А радио пело священные песни недавней войны, по горячим углям которой мы сами, дети победителей, пришли в этот мир, полный инвалидов и нищих, фотографий погибших, донашиваемых шинелей и гимнастерок, отцовских орденов и медалей в маминой шкатулке, трофейных часов и опасных бритв, фарфоровых статуэток и пуховых перин. Мы и на пленных-то немцев смотрели свысока, как победители. Хотя не чувствовали никакого кощунства, распевая по-своему отцовские песни: "Три танкиста выпили по триста, закусили тухлой колбасой...", "расцветали яблони в подвале, поплыли галоши по реке...", "есть у нас еще дома жена, и не одна...".

Война уходила вместе с мальчишеской похвальбой отцовскими наградами, вместе с гордым трепетом перед военной формой. Она еще напоминала о себе только в пионерском лагере, на 101-м километре Волоколамского шоссе, где, углубившись в лес, можно было отрыть в заросших окопах и разрушенных блиндажах не только пули и гильзы, но и винтовки, и пистолеты, и снаряды, и даже целый заржавленный пулемет, который однажды приволокли в лагерь старшие ребята из первого отряда.

А мы нашли на опушке леса невзрачный бугорок - якобы заброшенную могилу погибшего бойца - и украсили ее полевыми цветами...

Ранней, раненной солнцем весной я возвращаюсь на Щукинский. После новогиреевской кори, когда я уже обреченно слонялся по райским кущам и неожиданно снова явился на землю.

И ничего не случилось за это время моего внезапного астрального отсутствия. Все продолжало быть! Наш оживающий после зимы двор. Вонючий сын дворника, меряющий лужу в резиновых сапогах, которого дразнят Поганкой. Подъезд, знакомый до каждой ступеньки, до каждой царапины на стене...

Нам повезло. Мы поселились в маленькой комнатке за белой, наполовину стеклянной дверью, в сказочной по тем временам двухкомнатной квартире с газовым нагревателем воды и настоящей ванной с шершавым желтеющим дном.

В соседней комнате, чуть больше нашей, живут Будаевы с сыном Женькой, жирным и маленьким, с телевизором-радиоприемником "Ленинград", у которого экран закрывается выдвижной матерчатой шторкой, с настоящей, написанной маслом картиной над телевизором, тусклой и как будто сырой, изображающей сумрачный лес.

Молодая красавица Настя в легком коротком халатике, жена инженера Будаева, похожего на облысевшего селезня, будит во мне какие-то очень неясные чувства, особенно когда распахнувшийся халатик приоткрывает на мгновение ее теплую круглую коленку...

- Какой у вас спокойный ребенок! - говорят про меня. - Просто удивительно, что он может часами играть один...

А я действительно играю один долгими часами, придумывая разные истории, наряжая своего несравненного принца - маленькую целлулоидную песочного цвета собачку - в серебряный плащ, так называемое золотце от конфеты. Я люблю только маленькие игрушки - двух суворовцев в черной и белой форме, желтеньких фарфоровых утят с красными клювами, зеленого лягушонка, мрачного глухаря с хвостом-веером.

Все эти миниатюрные безделушки продаются почему-то в книжном магазине, куда меня постоянно тянет. Так я приобщаюсь и к детским тоненьким книжкам с неповторимым дразнящим запахом ярких нарядных обложек и праздничным ожиданием чуда.
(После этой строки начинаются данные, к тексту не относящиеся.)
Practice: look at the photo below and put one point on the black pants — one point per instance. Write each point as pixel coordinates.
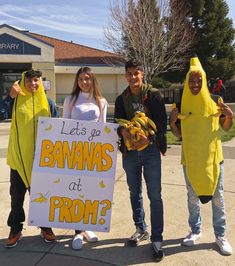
(17, 192)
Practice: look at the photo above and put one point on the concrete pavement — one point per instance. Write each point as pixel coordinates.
(111, 249)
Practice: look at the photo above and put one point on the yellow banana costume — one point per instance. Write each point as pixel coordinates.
(201, 148)
(26, 110)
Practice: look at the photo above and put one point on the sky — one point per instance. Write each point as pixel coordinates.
(80, 21)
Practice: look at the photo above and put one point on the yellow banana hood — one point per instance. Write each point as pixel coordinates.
(26, 110)
(201, 148)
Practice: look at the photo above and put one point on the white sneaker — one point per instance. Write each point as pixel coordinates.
(191, 239)
(90, 236)
(77, 241)
(224, 245)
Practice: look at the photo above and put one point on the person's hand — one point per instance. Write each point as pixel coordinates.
(226, 110)
(174, 116)
(141, 142)
(15, 89)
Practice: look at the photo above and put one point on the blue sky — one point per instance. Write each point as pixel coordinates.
(71, 20)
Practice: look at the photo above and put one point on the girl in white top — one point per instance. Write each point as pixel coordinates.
(85, 103)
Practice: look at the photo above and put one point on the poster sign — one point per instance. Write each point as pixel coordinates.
(73, 174)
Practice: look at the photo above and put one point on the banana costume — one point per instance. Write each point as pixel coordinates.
(27, 108)
(201, 148)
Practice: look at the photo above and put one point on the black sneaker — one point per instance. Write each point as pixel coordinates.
(13, 239)
(158, 252)
(137, 237)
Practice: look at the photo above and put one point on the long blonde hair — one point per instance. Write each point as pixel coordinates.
(94, 92)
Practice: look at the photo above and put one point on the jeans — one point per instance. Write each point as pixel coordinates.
(218, 208)
(148, 161)
(17, 192)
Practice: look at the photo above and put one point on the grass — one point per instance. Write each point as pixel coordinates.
(225, 136)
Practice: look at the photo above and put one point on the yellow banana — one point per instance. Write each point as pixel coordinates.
(136, 123)
(152, 124)
(173, 106)
(220, 100)
(122, 120)
(181, 116)
(151, 132)
(139, 114)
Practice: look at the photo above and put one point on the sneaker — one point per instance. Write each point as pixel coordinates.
(13, 239)
(47, 234)
(137, 237)
(157, 251)
(77, 241)
(224, 245)
(191, 239)
(90, 236)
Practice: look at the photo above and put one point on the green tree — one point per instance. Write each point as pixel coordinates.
(214, 40)
(155, 32)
Первые книжки - всегда картинки. Серый волк - зубы пилой. Мальчик-с-пальчик, потерявшийся среди ночных страшных деревьев. Румяный Колобок на носу хитрой лисицы.
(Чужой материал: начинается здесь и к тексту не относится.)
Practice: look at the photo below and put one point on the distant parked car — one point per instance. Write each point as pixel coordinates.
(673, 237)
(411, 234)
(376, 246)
И все-таки истории, которые придумываю я сам и разыгрываю их с моими маленькими героями, куда увлекательней и значительней, потому что случайное передвижение какого-нибудь утенка по полю битвы может привести к таким последствиям, о которых я и не догадывался, начиная игру. Это всегда нескончаемый театр, где спектакль создается прямо на сцене.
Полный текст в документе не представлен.